Some governing members of the Conservative party are wrong to support the truckers protest in Ottawa known as the “Freedom Convoy,” according to Nunavut Senator Dennis Patterson.

He feels so strongly about it that he served notice on Feb. 4 that he’s leaving the Conservative caucus to join the Canadian Senators Group, which votes independently.

Patterson expressed concern over “some of the hateful and divisive rhetoric that we (Conservatives) seem to be associated with currently through some of our spokespersons and even leadership.” He cited “repugnant” hateful utterances and symbols and the desecration of the Tomb of the Unknown Soldier, which he believes is the work of “extremists” who have taken control of the raucous demonstration in Ottawa that has left downtown streets gridlocked.

“I feel that it was important to take a principled stand, calling out the … abhorrent, racist, white-supremacist, lawless hooligans in the so-called Freedom Convoy,” said Patterson. “I am in total disagreement with any association with that group.”

He has been fielding numerous calls and emails from Nunavummiut who are worried about their young adult children attending school in Ottawa, relatives fearful of what might happen to their loved ones receiving medical treatment, and the plight of homeless Inuit in the nation’s capital while the “hostage-taking” — as Patterson called it — of downtown Ottawa persists.

O’Toole supporter

The Nunavut senator was “very supportive” of Erin O’Toole’s leadership, which was severed with an internal vote by Conservative MPs on Feb. 2. O’Toole represented a centrist, progressive approach and he had shown an interest in the North, Patterson said.

It’s too early to tell who will emerge as candidates to replace O’Toole and Patterson said he doesn’t have “any idea who I’d support at this stage.” But he’s looking for a person who can unite the traditional Conservatives and the former Reform party supporters once again.

A lifelong “red-Tory” Conservative, Patterson said he will still remain a member of the party, just not the caucus. He added that his decision won’t prevent him from upholding his duties as senator or serving as a member of the Aboriginal Peoples Committee and the Social Affairs, Science and Technology Committee.

If the party chooses to move in a “far-right” direction, Patterson was non-committal about parting ways with the Conservatives outright.

“I’ll have to cross that bridge when I come to it,” he said. “I’ll do my best to use my position of influence to make sure that I can live with and be very collaborative with our next leader.”

Nunavut’s pandemic measures

The senator gave a ringing endorsement of the way that the pandemic has been handled in Nunavut, praising chief public health officer (CPHO) Dr.
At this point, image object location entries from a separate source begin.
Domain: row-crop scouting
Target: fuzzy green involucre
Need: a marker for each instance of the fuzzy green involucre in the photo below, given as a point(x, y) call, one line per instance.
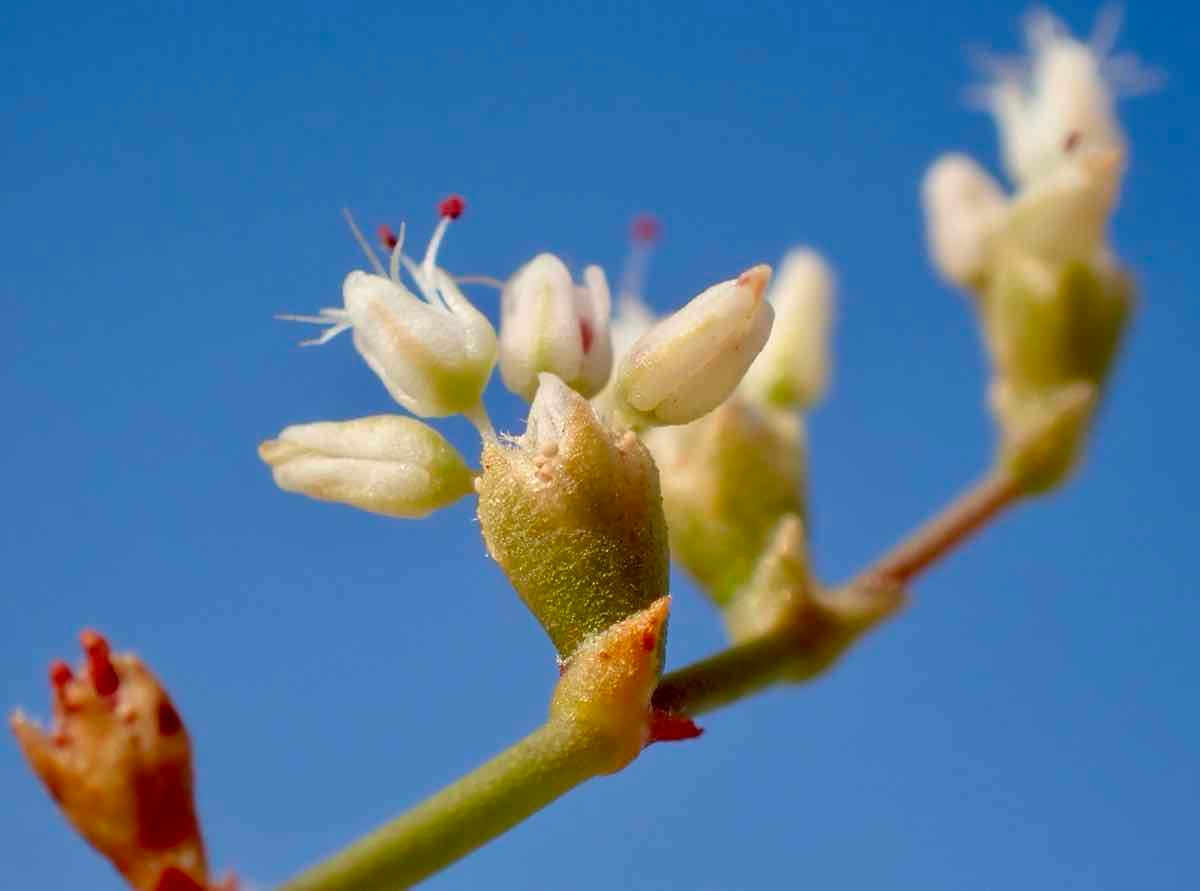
point(573, 513)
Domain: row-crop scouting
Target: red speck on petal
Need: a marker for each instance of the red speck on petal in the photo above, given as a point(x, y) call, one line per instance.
point(388, 237)
point(60, 674)
point(100, 667)
point(175, 879)
point(646, 228)
point(453, 207)
point(666, 727)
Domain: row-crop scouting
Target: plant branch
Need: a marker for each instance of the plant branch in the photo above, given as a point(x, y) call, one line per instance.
point(558, 755)
point(486, 802)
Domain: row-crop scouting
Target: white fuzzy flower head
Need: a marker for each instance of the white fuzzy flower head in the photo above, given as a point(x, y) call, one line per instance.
point(550, 323)
point(793, 369)
point(385, 464)
point(435, 351)
point(963, 205)
point(1060, 103)
point(690, 362)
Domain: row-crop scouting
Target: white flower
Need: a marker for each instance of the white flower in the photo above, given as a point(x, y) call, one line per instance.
point(384, 464)
point(432, 352)
point(550, 323)
point(793, 369)
point(689, 363)
point(1060, 105)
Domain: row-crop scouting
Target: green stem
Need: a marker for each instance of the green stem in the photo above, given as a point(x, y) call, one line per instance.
point(558, 755)
point(486, 802)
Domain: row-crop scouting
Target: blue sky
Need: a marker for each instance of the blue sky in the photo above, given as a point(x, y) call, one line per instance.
point(173, 177)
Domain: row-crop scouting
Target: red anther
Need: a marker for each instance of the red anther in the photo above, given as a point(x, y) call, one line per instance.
point(60, 674)
point(175, 879)
point(646, 228)
point(453, 207)
point(666, 727)
point(100, 668)
point(388, 237)
point(168, 719)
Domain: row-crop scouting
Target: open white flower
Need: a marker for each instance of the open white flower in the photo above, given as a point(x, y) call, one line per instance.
point(550, 323)
point(690, 362)
point(793, 369)
point(1060, 103)
point(385, 464)
point(435, 352)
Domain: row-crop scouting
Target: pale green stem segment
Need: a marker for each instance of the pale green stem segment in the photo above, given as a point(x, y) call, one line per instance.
point(559, 755)
point(486, 802)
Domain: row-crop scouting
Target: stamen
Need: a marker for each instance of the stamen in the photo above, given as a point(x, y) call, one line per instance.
point(387, 235)
point(643, 232)
point(60, 676)
point(397, 249)
point(100, 668)
point(363, 241)
point(453, 207)
point(450, 209)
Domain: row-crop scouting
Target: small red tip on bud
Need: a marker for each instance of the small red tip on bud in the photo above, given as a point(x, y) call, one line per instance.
point(666, 727)
point(646, 228)
point(175, 879)
point(453, 207)
point(388, 237)
point(60, 674)
point(100, 668)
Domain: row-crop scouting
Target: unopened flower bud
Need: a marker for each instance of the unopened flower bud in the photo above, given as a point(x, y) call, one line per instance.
point(573, 514)
point(1053, 334)
point(384, 464)
point(550, 323)
point(689, 363)
point(119, 764)
point(963, 207)
point(727, 479)
point(792, 371)
point(607, 683)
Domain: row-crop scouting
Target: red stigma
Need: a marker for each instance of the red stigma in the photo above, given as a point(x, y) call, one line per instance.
point(60, 674)
point(646, 228)
point(666, 727)
point(388, 237)
point(100, 667)
point(453, 207)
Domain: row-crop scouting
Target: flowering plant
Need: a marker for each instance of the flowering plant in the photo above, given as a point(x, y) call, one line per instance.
point(647, 441)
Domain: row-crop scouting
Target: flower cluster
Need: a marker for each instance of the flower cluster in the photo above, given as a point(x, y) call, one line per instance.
point(1053, 298)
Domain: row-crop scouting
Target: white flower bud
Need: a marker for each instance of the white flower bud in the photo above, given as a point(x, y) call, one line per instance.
point(384, 464)
point(690, 362)
point(551, 324)
point(793, 368)
point(433, 352)
point(963, 207)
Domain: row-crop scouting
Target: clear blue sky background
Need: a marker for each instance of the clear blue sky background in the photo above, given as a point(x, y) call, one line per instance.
point(173, 175)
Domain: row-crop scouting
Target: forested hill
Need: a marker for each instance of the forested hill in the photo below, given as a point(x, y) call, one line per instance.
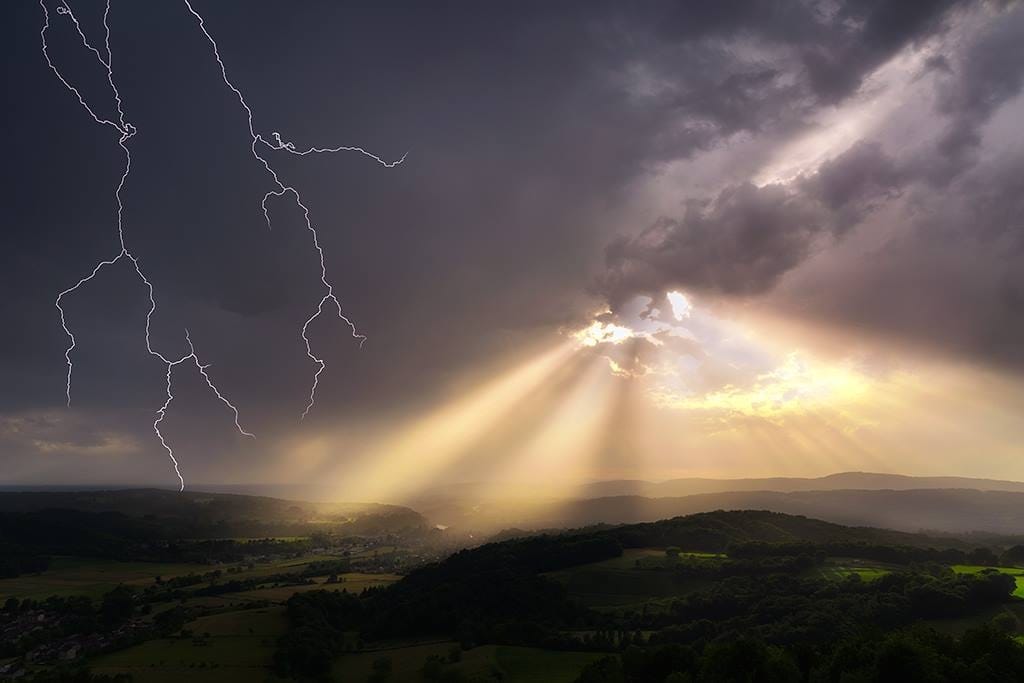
point(715, 531)
point(818, 599)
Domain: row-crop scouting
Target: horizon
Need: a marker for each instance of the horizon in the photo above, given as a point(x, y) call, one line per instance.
point(744, 245)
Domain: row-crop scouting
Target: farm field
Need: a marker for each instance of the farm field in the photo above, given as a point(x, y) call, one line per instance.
point(840, 568)
point(240, 647)
point(1017, 572)
point(513, 665)
point(353, 583)
point(74, 575)
point(617, 582)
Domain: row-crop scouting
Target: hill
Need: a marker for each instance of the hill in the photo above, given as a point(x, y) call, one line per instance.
point(855, 480)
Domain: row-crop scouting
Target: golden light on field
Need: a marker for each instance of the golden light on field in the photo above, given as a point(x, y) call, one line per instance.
point(399, 465)
point(680, 392)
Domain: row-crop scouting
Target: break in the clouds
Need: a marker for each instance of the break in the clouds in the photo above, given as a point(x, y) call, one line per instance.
point(848, 169)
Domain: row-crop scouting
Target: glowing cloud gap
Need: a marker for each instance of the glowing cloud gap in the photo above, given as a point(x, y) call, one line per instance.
point(126, 131)
point(279, 144)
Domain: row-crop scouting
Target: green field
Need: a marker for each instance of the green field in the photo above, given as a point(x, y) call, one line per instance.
point(1017, 572)
point(488, 663)
point(75, 575)
point(240, 647)
point(840, 568)
point(617, 582)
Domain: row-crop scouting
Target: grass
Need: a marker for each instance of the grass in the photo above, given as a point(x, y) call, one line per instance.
point(839, 569)
point(514, 665)
point(353, 583)
point(240, 648)
point(617, 583)
point(1017, 572)
point(75, 575)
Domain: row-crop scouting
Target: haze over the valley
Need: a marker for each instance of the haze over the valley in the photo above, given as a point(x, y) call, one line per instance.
point(712, 240)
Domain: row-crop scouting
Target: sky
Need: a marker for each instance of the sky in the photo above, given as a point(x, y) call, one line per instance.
point(624, 241)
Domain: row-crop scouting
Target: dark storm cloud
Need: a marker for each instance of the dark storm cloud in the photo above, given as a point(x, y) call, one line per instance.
point(527, 125)
point(748, 237)
point(989, 74)
point(950, 283)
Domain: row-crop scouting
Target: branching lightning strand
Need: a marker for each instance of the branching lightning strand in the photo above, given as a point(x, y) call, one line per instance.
point(126, 131)
point(281, 189)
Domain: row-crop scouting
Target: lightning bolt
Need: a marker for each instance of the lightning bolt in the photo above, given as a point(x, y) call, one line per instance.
point(281, 188)
point(125, 132)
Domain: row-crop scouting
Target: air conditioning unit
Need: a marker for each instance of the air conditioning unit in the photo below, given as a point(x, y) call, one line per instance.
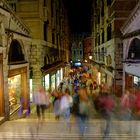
point(45, 13)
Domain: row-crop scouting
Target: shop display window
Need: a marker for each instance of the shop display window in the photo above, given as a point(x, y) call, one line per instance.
point(53, 82)
point(137, 81)
point(14, 90)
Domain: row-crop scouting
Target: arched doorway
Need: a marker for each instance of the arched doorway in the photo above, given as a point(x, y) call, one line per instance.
point(134, 50)
point(17, 79)
point(15, 54)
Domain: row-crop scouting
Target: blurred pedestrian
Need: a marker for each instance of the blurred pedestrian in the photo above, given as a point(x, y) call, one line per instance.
point(40, 99)
point(106, 107)
point(56, 103)
point(83, 111)
point(65, 105)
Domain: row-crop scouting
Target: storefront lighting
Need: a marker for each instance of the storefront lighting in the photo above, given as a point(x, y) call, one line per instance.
point(90, 57)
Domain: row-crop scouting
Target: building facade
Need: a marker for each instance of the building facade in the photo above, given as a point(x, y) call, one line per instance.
point(15, 44)
point(47, 21)
point(108, 17)
point(131, 49)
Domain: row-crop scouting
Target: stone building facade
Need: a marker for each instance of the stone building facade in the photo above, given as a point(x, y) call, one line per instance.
point(131, 50)
point(15, 44)
point(48, 23)
point(108, 17)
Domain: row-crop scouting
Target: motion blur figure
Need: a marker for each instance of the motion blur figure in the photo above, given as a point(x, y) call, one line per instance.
point(82, 111)
point(106, 105)
point(40, 99)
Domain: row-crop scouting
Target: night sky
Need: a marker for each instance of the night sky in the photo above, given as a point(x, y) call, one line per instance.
point(79, 13)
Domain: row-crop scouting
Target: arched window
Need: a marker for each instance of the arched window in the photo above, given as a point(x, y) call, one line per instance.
point(134, 49)
point(15, 54)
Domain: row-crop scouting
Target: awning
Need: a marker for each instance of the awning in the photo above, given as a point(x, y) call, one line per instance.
point(52, 67)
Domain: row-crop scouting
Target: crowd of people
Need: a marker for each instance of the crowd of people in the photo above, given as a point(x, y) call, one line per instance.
point(79, 96)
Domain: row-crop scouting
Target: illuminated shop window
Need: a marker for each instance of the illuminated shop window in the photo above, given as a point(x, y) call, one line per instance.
point(14, 90)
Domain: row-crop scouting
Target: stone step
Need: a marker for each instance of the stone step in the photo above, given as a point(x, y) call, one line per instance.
point(56, 136)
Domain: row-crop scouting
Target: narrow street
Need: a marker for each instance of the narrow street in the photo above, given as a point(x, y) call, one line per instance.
point(29, 128)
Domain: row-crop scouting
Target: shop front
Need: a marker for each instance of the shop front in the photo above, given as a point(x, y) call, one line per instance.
point(1, 87)
point(17, 89)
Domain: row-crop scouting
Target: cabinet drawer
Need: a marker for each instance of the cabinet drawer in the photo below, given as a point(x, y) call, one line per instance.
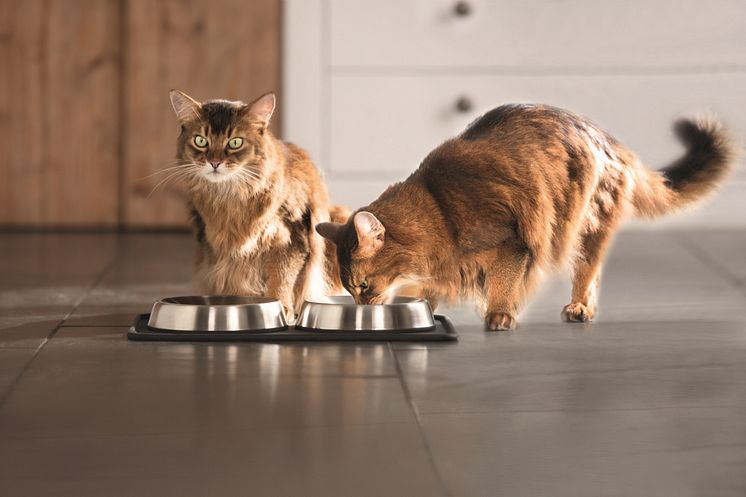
point(536, 35)
point(382, 127)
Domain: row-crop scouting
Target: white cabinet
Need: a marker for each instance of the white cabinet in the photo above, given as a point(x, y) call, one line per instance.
point(371, 87)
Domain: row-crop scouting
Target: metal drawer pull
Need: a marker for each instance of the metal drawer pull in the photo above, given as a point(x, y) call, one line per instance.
point(462, 9)
point(464, 104)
Michael Patterson — “no relation” — in particular, and Nunavut’s leadership for following the CPHO’s guidance.

Being tripled vaccinated himself, he said he fully supports vaccine mandates and wishes Conservative party leadership would also stand firmly behind inoculations.

At the same time, he said he recognizes how much of a strain Covid-19 has created for Nunavummiut.

“No doubt, people are suffering greatly from this seemingly sometimes endless pandemic and the impact of the lockdown, the anxiety and fears and mental health pressures that we’re all feeling,” he said, noting that he is admittedly nervous about travelling because he is elderly and immunocompromised.

Iqaluit water crisis

With residents of Nunavut’s capital twice having their consumption of tap and tanked water interrupted due to the presence of hydrocarbons over the past few months, Patterson said he leaves it to the municipality and the territorial government to resolve the “distressing” problem in the short-term.

However, he said he’s working on gaining political support for the infrastructure improvements required to avoid future water crises in Iqaluit.

Ensuring an adequate water supply for Iqaluit’s growing population is a pressing concern, he acknowledged.

He’s working on a pre-budget submission to the federal government to address the “basic right we should have to clean water.”

“The sad reality is that most of our hamlets, most of our municipalities are still out of compliance with basic water standards established by the water board and the federal government,” he said.